My mom texted me this yesterday—
Man, it brought back memories! My first horse was a weanling from he and his wife’s horse, Quincy. I was a little teenage girl, I gave him $500 (a huge amount to me in 1985--in fact, it's what I paid for my first truck that same year!) and he handed me Tanner, who I led to their rental stables, where stall #4 awaited with fresh woodchips.
I asked him, "What should I do with him until he's ready to ride?" He said, "Spend lots of time with him. Go on walks, tie him up and groom him, just spend lots of time." I took his advice, and Tanner pretty much trained himself when he was three. We had so much connection, unity, there wasn't anything he wouldn't try for me. I will always remember that advice, and I've shared it here on this blog over and over and over.
His family treated me like family. When I’d knock on their door to pay rent, his wife, Sharon, would invite me in to talk. When I’d go out to spend time with Tanner, their son, Michael, would jump on his 4-wheeler and drive to the barn to keep me company. I ran into Harold at any and every horse function—auctions, county fairs, team roping and barrel racing competitions—and he always had a smile and made me feel at home. There was never any judgement from him--only a big welcome to the horse life! You're gonna LOVE it! So, yeah, it was like I found my people--the life my heart yearned for--a life surrounded by horses and horse lovers.
I googled his obituary and found this:
When I think of Harold and his family, it brings back the best memories of my life. A young woman, graduating high school and starting college, jumping into the horse world with no one but herself and her horses to guide her. I'm proud of that time in my life! I worked hard for it!!
I remember the community of horse people who were scraping everything together, like I was, to make it happen. The round pen was a perfect example, Harold used recycled electricity poles from his job, to build it. And it was a sturdy thing that's still standing! He worked a full-time job and still had time to build that, an indoor arena, about fifty boarding stalls, and a successful breeding operation centered around the beautiful stallion, Lucky T Devil. Later in life, he built another arena--a huge professional size like you'd see at the NFR in Vegas or something. I loved riding in it, but he wasn't able to get the zoning for the amount of parking it required.
There was one other thing I learned from Harold--the art of confidence and distraction when working horses. Instead of focusing on the THING you want from the horse, look for a distraction, and while the horse is thinking of THAT THING, do the thing you're wanting to do.

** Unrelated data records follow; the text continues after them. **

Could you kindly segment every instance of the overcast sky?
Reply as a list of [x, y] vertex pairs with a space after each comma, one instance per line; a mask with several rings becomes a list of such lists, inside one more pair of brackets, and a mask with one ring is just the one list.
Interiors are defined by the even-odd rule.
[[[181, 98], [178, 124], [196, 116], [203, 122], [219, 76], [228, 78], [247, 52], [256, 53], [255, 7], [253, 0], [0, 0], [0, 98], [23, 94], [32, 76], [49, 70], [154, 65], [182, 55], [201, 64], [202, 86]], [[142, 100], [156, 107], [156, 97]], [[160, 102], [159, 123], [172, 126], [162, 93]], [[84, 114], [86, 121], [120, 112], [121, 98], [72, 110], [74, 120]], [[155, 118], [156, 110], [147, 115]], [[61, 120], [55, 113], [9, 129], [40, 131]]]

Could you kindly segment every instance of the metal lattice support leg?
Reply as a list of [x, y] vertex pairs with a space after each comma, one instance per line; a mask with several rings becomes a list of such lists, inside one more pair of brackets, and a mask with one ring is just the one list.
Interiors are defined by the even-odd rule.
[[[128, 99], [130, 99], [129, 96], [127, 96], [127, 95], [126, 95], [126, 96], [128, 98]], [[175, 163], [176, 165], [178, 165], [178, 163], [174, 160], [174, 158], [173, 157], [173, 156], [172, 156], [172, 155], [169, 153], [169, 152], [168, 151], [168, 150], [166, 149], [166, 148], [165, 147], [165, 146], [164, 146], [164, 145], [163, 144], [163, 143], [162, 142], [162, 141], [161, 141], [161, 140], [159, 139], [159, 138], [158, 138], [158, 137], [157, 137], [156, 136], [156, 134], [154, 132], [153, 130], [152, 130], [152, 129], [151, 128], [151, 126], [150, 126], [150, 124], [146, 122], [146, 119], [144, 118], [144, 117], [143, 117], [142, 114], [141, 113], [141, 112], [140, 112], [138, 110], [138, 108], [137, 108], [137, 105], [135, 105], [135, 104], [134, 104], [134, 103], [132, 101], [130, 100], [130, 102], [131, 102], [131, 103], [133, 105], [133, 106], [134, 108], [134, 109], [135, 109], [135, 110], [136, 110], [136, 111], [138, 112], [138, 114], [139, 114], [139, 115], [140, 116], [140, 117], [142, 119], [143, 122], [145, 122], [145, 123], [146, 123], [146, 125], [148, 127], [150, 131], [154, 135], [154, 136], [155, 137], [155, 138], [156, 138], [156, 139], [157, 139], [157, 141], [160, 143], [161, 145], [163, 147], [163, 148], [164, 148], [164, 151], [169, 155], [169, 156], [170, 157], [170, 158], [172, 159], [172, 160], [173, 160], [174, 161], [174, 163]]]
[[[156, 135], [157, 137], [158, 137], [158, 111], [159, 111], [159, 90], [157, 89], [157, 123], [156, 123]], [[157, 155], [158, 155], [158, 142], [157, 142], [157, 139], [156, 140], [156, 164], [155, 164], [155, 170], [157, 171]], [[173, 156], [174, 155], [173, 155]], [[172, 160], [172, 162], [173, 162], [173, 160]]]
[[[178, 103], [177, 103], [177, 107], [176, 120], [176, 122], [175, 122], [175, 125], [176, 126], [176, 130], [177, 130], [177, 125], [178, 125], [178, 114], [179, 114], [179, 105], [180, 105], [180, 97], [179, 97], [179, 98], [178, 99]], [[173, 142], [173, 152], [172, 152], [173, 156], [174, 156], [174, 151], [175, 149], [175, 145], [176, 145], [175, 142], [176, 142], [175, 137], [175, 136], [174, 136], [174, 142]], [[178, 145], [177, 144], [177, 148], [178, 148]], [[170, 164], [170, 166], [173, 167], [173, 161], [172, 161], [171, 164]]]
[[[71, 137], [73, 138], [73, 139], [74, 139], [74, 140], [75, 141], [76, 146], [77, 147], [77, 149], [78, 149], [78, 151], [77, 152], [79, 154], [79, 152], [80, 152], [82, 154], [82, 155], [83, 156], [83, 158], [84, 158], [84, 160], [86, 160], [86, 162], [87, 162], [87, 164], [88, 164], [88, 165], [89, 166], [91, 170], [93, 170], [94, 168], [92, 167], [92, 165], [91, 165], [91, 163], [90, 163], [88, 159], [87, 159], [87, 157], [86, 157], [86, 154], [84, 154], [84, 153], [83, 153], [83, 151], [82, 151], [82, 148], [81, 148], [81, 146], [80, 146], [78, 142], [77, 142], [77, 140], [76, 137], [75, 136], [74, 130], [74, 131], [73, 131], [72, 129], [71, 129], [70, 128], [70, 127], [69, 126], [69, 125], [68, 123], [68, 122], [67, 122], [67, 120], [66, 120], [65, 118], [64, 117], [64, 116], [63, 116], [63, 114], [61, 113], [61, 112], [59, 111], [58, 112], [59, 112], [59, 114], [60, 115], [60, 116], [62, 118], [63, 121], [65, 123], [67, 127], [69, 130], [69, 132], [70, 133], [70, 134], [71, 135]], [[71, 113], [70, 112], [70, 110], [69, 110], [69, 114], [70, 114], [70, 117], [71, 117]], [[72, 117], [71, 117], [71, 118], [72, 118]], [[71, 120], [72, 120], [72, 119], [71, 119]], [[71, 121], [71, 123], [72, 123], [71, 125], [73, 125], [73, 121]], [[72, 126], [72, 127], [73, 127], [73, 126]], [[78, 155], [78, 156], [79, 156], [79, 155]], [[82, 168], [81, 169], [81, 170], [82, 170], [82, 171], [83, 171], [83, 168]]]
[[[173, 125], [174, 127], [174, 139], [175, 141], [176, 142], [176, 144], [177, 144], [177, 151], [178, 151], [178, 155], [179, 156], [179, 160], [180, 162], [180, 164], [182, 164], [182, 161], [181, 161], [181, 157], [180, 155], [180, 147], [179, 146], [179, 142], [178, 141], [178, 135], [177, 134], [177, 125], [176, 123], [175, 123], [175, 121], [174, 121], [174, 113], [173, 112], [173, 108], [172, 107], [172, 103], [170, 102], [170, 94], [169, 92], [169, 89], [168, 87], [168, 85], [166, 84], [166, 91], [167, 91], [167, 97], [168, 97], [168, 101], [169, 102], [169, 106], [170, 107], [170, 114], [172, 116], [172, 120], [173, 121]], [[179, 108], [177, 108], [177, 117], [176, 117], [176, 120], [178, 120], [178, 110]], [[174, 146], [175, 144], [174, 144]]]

Here's the example. I needed a horse loaded and brought to Lucky Acres, but she was a three year old who had never been loaded in a trailer. Harold backed up the trailer to the pasture, and walked her right in. I asked him later how he did that and made it look so effortless. He said he backed it up as close as he could to an overgrown tree and, as he was walking her in, he looked straight ahead and kept going (confidence), but walked her close enough that the tree rubbed her body (distraction).
So, to sum it all up, he was a man who kept things super simple. Spend time with your horse, don't make a big deal of the "scary" things, be the leader and always look where you're going, and surround yourself with horses and horse people to your LAST DAYS!
RIP Harold Johnson. I hope you're enjoying that heavenly reunion with your horse partners. Thanks for the help and the memories.